When it comes to hard money loans, banks are exempted. We instead have more companies or individuals giving out the loan.

There always has to be a way of securing loans, and a hard money loan is always secured by a property. They are short-term bridge loans that are used in transactions relating to real estate.

For hard money loans, properties are usually being used as collaterals, and the duration is usually based on the short-term, so funds are quickly made available.

It is important to note that the collateral being put off to obtain the loan, is to guard against the risk that will occur if the borrower defaults in paying back the loan.

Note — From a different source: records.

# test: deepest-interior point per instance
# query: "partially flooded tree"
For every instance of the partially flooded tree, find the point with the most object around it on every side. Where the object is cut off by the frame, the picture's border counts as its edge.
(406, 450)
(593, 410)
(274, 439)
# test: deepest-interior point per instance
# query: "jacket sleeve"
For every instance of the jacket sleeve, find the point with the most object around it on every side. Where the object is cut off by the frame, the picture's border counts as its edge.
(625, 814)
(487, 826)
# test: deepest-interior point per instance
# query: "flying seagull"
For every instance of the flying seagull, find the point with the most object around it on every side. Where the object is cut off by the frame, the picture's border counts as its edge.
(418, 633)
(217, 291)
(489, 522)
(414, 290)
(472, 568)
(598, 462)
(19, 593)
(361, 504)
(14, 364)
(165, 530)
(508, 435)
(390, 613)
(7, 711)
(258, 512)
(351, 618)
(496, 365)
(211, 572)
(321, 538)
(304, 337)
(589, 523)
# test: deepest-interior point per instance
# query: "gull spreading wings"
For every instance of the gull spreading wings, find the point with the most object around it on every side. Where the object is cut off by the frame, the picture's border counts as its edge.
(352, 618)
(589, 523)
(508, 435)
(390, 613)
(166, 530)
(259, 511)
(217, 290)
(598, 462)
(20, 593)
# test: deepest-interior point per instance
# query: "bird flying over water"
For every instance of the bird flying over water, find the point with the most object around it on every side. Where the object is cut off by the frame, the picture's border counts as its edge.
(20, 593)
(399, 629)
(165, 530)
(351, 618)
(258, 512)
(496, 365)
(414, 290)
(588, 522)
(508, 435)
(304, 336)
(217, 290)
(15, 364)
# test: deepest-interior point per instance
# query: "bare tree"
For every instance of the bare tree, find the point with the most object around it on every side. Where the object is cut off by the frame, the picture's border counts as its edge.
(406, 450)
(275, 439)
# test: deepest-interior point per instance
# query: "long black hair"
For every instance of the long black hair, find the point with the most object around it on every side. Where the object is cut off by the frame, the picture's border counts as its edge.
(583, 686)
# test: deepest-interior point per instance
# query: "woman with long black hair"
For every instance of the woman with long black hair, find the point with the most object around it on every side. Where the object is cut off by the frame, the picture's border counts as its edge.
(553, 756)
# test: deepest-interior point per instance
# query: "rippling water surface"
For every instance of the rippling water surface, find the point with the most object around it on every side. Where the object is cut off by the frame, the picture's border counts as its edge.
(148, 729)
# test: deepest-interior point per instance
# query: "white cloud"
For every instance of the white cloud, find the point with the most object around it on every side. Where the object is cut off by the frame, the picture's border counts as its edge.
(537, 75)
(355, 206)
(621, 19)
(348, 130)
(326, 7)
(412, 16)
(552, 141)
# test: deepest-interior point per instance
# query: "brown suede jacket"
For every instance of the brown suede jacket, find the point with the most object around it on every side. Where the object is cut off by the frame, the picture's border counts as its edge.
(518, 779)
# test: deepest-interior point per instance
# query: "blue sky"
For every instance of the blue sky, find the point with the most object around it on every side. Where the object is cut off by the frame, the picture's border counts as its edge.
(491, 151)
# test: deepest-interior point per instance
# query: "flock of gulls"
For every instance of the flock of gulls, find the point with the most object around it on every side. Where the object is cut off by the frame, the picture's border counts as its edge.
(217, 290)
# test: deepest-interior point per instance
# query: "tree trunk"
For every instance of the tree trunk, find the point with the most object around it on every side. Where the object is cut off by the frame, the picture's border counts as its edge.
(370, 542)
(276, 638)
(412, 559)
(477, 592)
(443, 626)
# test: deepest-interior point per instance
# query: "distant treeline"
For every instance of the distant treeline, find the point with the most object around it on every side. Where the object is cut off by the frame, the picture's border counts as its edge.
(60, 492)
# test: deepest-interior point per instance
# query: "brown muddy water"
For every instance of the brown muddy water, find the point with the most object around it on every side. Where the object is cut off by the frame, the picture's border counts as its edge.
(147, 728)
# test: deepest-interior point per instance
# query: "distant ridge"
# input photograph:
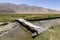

How does Hard Money Loan work?

Contrary to other types of loans, the terms of hard money loans are not focused on if the person in need of the loan is creditworthy. It instead focuses more on the property that is being offered as collateral to acquire the loan.

Because banks don’t give out such loans, those who need quick funds to meet up their financial obligations, often look out for high-solvent individuals who will be willing to offer them the required amount they need, as far as they have a property which they are also willing and able to put out as collateral.

The risk involved in a hard money loan is usually high and this is the same with the interest being charged on the loan.

The cost of a loan when it is from banks or the government is quite low when compared to the cost of a hard money loan which can be gotten from private individuals or organizations.

The repayment schedule is quite flexible and the process of getting a hard loan isn’t so strict as it would be when obtaining loans from the bank of the government.  Though the borrowers may be one with poor credit, the fact that there is a property in their possession which they own gives them leverage to get the required loan quickly.


Advantages of Hard Money Loan.

Of course, one major advantage of the hard money loan is the fact that the process of obtaining such a loan is usually very quick and one doesn’t have to go through a strict process of documentation as it is with banks and the government.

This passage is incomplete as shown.